For anyone who hunts whitetail, it’s a common complaint. But Barton took matters into his own hands. “I went down to my [Texas] deer lease and set up a new blind,” he says.
The 6x6x6-foot blind, which sits on 10-foot poles off the ground, is made mostly of 3/8-inch plywood, preserved with porch paint. Shelves and carpeting provide convenience and comfort inside. The entrance is a trap door.
Barton gets an excellent vantage through the blind’s four hinged 12-inch-wide, 16-inch-high main windows that pop open, plus several smaller glued-in windows. “This is sufficient to allow 360-degree shooting,” he says. “I use a string and tape to tap the window open when at full draw. The windows need to be positioned low to allow downward angle shots.” The blind is roomy enough for Barton to sit on an old office chair, roll into position, and shoot comfortably.
Perhaps most ingenious are Barton’s scent control measures. “The blind is totally sealed with an air inlet, and the exhaust that goes up a 2-inch PVC pipe to 33 feet—you can see the base on top of the blind. I figure that gives me the scent control of being 33 feet up with the comfort of a box blind. The air is pushed up the pipe by a quiet battery-operated fan.”
“I took a small battery-operated camping fan, and built it into a wooden box. The fan blows into a funnel connected to the pipe. The box captures the air preventing it from escaping and being recirculated. I also like to use a cover scent, located right at the opening of the box to mask the scent going up the pipe. The air inlet for the blind is a simple 1-inch hole in the wall with a plastic baffle that lets air in, but not out.
The total height of the 2-inch PVD pipe is 33 feet. How high someone builds the pipe is determined by his creativity. A large tree can be helpful in securing the pipe. You have to allow for branches sway in strong winds.”
What does it take to build one of these blinds? “I had some scrap lumber, but still put about $200 dollars into materials. My guess is about $300 from scratch,” Barton says. “I used canned spray foam to seal all air leaks. I spent roughly 20 hours on the construction.”
A small battery-operated camping fan built into this wood box blows air out of the blind and up a PVC pipe, keeping human scent from building up inside the blind. A cover scent at the opening of the box masks scents going up the pipe.
The earlier a bowhunter can get this kind of blind up, the better. Barton erected this blind in March. “That should give even the most wary buck ample time to adjust to its presence. The hogs came into it the first night!”

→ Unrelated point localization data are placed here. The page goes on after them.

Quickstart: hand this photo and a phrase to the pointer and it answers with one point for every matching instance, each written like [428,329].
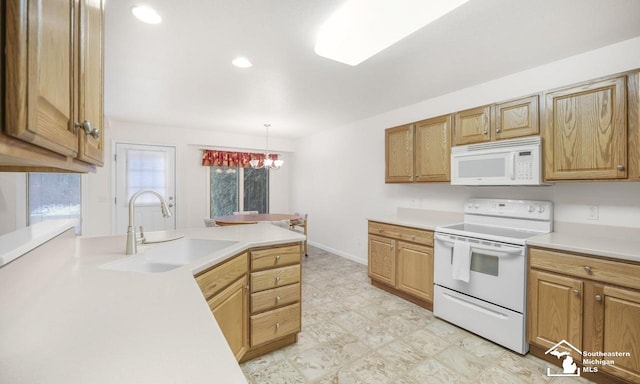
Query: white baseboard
[339,253]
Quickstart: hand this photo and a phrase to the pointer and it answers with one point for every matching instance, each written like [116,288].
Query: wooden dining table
[253,218]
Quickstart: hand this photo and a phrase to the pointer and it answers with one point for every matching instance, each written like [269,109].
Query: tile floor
[353,332]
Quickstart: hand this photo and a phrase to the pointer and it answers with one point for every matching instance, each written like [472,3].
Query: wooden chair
[301,223]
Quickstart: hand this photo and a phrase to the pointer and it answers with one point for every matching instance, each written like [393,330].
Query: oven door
[498,271]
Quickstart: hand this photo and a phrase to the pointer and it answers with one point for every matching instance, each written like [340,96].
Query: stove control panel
[521,209]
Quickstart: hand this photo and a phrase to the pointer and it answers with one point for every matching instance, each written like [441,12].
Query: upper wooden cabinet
[472,126]
[419,152]
[399,154]
[507,120]
[585,131]
[432,147]
[516,118]
[53,86]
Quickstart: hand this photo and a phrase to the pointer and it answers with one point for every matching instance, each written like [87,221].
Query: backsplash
[603,203]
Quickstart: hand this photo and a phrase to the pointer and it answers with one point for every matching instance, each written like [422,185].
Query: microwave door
[484,169]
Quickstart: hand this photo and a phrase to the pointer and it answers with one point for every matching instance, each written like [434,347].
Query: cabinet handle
[86,127]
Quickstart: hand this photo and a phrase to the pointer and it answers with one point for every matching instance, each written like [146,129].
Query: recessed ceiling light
[146,14]
[241,62]
[362,28]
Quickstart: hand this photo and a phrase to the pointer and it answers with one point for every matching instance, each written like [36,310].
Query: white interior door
[140,167]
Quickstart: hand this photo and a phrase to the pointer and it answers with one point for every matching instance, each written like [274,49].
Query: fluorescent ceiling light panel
[146,14]
[362,28]
[241,62]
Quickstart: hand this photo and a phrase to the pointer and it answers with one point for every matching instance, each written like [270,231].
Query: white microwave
[506,162]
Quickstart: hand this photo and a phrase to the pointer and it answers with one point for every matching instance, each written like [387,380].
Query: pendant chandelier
[268,162]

Barton says that one of the best features of this blind is, by not getting busted, you are not educating deer. “We all know a big buck will not put up with much without leaving. I set up this blind so I can ride my mountain bike right up to the base, a quiet approach and no scent trail to and from the blind.”
Drawbacks? You may have to open windows on warmer days—Barton recommends placing the blind in a shady area—and the fact that this 350-pound blind is not easily portable. However, the advantages far outweigh the drawbacks.
“I thought something like this would be a hit in the frozen North,” he says, though he recommends that anyone in snow country add a pitch to the roof. “I have another one, and every morning last fall, does and fawns would stand 10 yards away with the wind going right at them. They never busted.”
Barton says that his blind will be a long-term hunting tool. “A very wise bowhunting magazine editor once told me, the secret to whitetail hunting is getting in and out of your stand without being busted. I can hunt this blind day after day, without wearing out my welcome. I even set up some strong cover scent, next to the fan, to cover whatever blows out the top of the pipe. Now, I truly am invisible in the woods. Watch out!”